L’ACADÉMIE EN RUINES
Le nouveau coach n’a qu’une ambition : maintenir son club en D1.
Pour Beveren, le 3-5-2 novateur instauré par le nouvel entraîneur, Edy De Bolle, n’aura pas eu le même effet à Anderlecht (défaite 4-0) qu’une semaine plus tôt face à Westerlo (victoire 4-1). Souveraine devant les Campinois, la brigade légère ivoirienne n’a pas fait le poids contre des Sportingmen particulièrement en verve, qui auraient pu inscrire davantage de buts encore au gardien beverenois Davino Verhulst s’ils n’avaient pas péché par précipitation ou collectivisme exacerbé.
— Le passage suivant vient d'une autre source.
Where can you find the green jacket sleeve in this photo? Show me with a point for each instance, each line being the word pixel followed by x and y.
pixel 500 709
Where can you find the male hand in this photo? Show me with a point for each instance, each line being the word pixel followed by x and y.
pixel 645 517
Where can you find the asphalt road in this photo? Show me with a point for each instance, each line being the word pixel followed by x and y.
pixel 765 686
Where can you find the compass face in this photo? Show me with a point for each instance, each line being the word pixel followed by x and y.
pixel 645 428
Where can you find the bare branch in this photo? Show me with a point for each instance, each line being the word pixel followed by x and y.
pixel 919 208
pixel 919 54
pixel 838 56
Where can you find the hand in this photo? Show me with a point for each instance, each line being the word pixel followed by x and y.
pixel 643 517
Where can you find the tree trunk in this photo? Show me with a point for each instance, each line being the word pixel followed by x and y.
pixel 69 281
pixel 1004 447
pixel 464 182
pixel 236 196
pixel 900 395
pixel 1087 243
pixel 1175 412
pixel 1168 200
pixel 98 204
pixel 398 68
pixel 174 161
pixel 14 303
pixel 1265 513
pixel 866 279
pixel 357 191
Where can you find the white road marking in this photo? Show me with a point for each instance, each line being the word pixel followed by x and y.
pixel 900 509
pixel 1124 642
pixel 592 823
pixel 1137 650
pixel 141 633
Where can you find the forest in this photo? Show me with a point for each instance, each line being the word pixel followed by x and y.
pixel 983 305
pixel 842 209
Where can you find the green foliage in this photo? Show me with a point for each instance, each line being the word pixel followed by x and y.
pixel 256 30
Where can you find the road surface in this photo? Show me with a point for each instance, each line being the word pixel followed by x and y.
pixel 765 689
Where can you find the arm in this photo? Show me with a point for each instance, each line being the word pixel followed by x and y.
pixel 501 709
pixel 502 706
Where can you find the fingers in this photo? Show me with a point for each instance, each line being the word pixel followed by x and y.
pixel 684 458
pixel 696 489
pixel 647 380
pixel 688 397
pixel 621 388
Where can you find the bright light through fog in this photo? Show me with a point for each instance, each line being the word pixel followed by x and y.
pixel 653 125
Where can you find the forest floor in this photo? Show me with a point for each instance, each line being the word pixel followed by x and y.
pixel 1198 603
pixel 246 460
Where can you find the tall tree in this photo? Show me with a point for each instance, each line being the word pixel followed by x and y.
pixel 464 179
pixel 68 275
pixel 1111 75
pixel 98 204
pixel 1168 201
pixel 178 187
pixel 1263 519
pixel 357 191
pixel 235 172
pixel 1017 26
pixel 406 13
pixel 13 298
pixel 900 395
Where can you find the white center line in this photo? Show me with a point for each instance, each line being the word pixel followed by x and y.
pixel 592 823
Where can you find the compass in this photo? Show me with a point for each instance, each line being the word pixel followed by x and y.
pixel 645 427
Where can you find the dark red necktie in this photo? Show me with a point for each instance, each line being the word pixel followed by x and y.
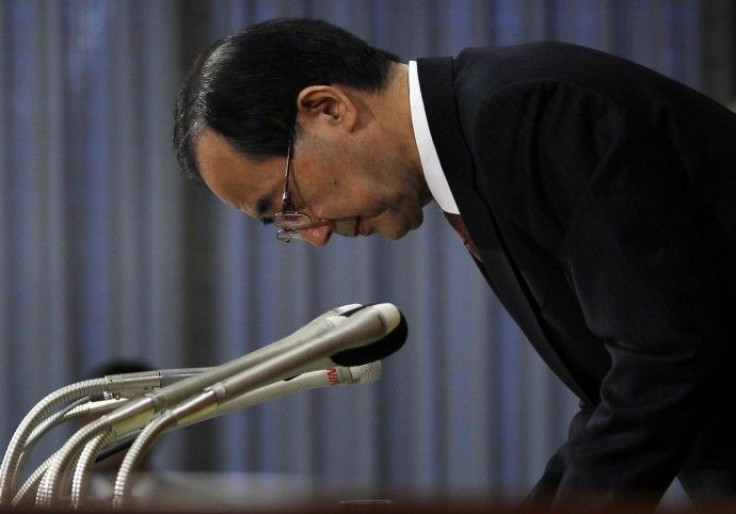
pixel 459 225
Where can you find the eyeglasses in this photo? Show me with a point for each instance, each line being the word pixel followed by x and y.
pixel 289 221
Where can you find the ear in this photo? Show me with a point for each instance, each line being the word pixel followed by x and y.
pixel 326 104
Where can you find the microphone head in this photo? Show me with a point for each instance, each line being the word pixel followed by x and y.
pixel 366 373
pixel 397 331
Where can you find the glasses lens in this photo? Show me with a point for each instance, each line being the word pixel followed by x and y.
pixel 291 220
pixel 287 235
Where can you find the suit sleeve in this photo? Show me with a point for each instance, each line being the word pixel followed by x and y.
pixel 632 252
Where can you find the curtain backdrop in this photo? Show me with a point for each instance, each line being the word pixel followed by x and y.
pixel 106 252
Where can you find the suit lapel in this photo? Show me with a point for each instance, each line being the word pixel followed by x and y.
pixel 499 270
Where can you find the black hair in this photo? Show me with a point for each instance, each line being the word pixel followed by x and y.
pixel 245 86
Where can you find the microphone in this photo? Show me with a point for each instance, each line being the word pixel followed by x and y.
pixel 345 336
pixel 330 377
pixel 360 335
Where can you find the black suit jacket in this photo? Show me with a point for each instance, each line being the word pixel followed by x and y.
pixel 602 198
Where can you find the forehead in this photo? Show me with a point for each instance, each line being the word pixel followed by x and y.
pixel 237 180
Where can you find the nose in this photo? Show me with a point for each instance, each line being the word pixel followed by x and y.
pixel 318 234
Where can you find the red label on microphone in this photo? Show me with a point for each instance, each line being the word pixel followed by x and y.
pixel 332 376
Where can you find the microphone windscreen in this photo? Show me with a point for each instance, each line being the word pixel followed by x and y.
pixel 377 350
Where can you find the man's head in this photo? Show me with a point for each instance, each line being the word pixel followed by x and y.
pixel 338 101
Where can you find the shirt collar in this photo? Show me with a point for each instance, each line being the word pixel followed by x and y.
pixel 431 165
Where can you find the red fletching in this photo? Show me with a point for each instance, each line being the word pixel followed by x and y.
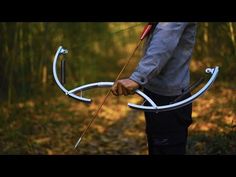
pixel 146 31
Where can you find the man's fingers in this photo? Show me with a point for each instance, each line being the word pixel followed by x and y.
pixel 114 89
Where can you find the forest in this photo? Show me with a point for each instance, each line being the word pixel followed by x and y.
pixel 37 118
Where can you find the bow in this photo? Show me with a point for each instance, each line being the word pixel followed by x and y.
pixel 152 108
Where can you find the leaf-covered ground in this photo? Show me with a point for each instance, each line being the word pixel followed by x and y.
pixel 53 125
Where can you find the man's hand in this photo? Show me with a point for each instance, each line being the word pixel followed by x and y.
pixel 124 87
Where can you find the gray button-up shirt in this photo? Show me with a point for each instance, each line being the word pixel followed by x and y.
pixel 164 69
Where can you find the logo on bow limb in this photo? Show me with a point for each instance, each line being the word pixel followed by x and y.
pixel 178 103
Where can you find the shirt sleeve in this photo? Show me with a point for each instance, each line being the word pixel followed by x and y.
pixel 161 47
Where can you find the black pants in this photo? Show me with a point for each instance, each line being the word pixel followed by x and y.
pixel 167 132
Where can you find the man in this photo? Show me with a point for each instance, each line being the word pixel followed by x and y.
pixel 164 73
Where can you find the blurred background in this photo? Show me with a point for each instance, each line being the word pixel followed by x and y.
pixel 37 118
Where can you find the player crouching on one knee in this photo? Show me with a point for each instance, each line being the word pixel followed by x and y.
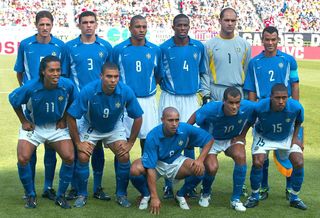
pixel 278 121
pixel 43 121
pixel 162 157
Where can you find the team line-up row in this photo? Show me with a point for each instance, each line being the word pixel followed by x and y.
pixel 117 104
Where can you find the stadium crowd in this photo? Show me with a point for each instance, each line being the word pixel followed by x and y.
pixel 288 15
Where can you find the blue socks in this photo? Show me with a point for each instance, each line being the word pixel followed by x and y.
pixel 141 184
pixel 97 163
pixel 297 177
pixel 65 175
pixel 82 171
pixel 255 180
pixel 264 182
pixel 25 175
pixel 122 178
pixel 239 176
pixel 207 183
pixel 50 161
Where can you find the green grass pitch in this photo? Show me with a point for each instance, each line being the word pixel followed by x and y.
pixel 11 191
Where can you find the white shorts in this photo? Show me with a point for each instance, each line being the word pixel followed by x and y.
pixel 261 145
pixel 169 171
pixel 185 104
pixel 88 134
pixel 150 117
pixel 45 133
pixel 222 145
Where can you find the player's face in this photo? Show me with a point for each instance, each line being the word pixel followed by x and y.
pixel 228 22
pixel 279 100
pixel 231 105
pixel 181 27
pixel 52 74
pixel 170 123
pixel 110 79
pixel 270 42
pixel 88 25
pixel 139 29
pixel 44 27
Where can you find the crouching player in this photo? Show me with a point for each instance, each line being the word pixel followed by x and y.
pixel 228 122
pixel 102 103
pixel 43 121
pixel 162 157
pixel 277 128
» Avec un entrejeu renforcé, nous aurions, en principe, dû priver les Mauves du ballon dans un secteur qui constitue quand même le centre névralgique de l’équipe « , explique De Bolle après coup. » En lieu et place, nous avons été étouffés par notre adversaire, non seulement sur cette portion du terrain, mais également dans toutes les autres zones « .
Depuis le départ de Marco Né à l’Olympiacos, Beveren est très largement tributaire du rendement de Junior. Or, celui-ci était aux abonnés absents au Parc Astrid. Sans leur guide, ses compatriotes ont tout simplement sombré et n’ont jamais réussi à déjouer un Anderlecht virevoltant.
Pour commencer, une chose nous tracasse : pourquoi écrit-on Edy et non Eddy comme tout le monde le pense ?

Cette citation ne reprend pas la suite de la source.